Red tape - the 'belts' in Japans' engine

How the Japanese love red tape and long-winded processes!

I don't mind a good sensible system with forms and checks but today I relived the experience I had with Vodafone, now Softbank, when I helped Jacob and his new room mate get mobile phones.

In brief, when I got my phone from Vodafone last June I had to go through all sorts of hoops, fill out forms in octicate, wait five days and shout at the staff to pull their fingers out.

Apparently as of 1 April there is a new policy in place at Softbank regarding ID requirements. In the past you just needed your passport, now you need your passport and Alien registration.
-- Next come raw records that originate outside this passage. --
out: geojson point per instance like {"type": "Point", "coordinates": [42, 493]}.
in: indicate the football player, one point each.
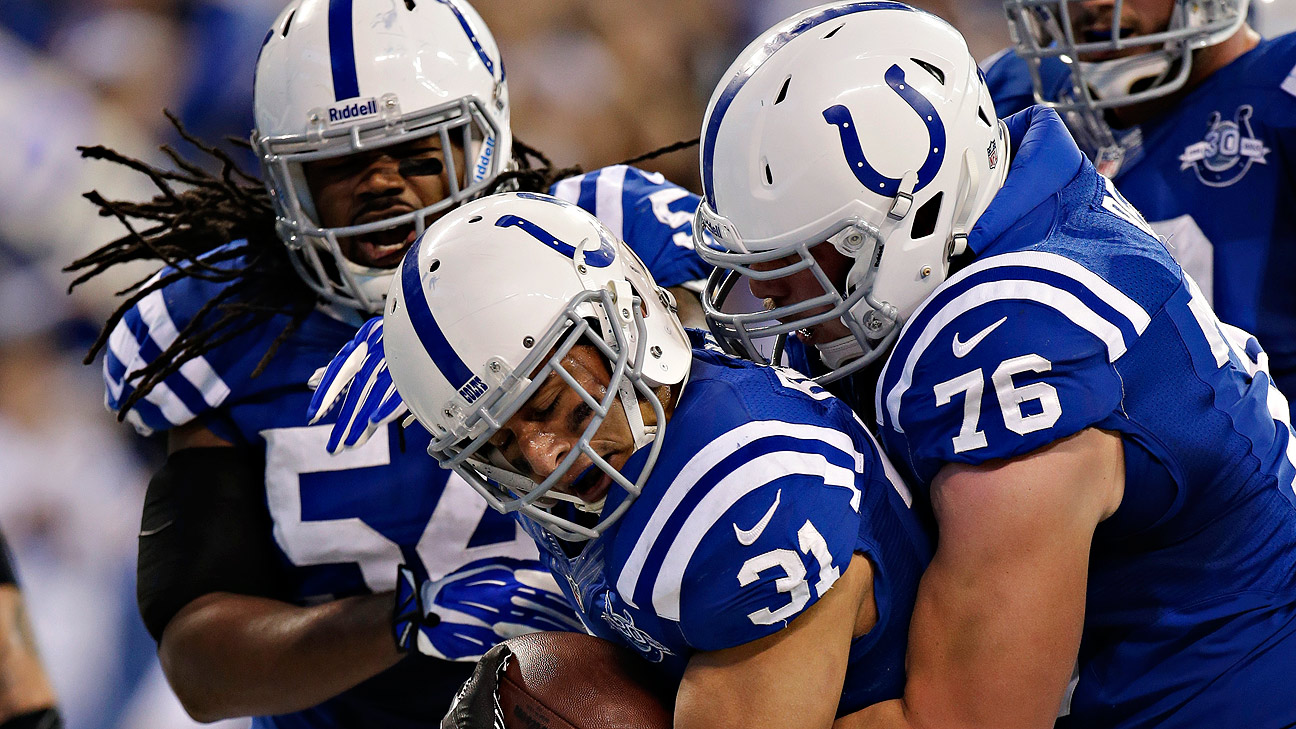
{"type": "Point", "coordinates": [1194, 117]}
{"type": "Point", "coordinates": [1110, 467]}
{"type": "Point", "coordinates": [732, 523]}
{"type": "Point", "coordinates": [267, 567]}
Now when you first arrive here you have to register as an Alien. You get a certificate issued which you use before your official plastic card thing arrives two weeks later. The guts of the dispute with Softbank today was they were asking clearly for the card and I was arguing with them more than clearly that their English material stipulates they require a certificate. Now the chap was being a bit Japanese and exercising his sphincter muscle over the fact I was laying into him.

He was quite good at English and I asked him the star question - "Do you know what the English word 'bullshit' means?" He said yes. I told him that what he was saying was 'bullshit' and that we would not be accepting their policy because their argument was flawed. I also leaned on him about how many people we could tell about the bad Softbank service considering how many new teachers Jacob and I have contact with.

Anyway, as Japanese do, a short natter on the phone to someone (?President?) and wallah we had phone services coming out our ears!

In true Cole-style, I had ensured Jacob and his new room mate had all the paper work in perfect order before we went. I'd already been through a five day trauma last year with this company and knew that if you went in there with your homework done they couldn't stuff you around.

You've gotta get ballsy with these folks. They'll give you the run around if you let them. Don't accept their nonsense and their inability to be flexible in a process. And a final warning, if a company is going to print English marketing material then they best have their English pretty clear otherwise they could find themselves in a dispute over the difference between a card and a certificate.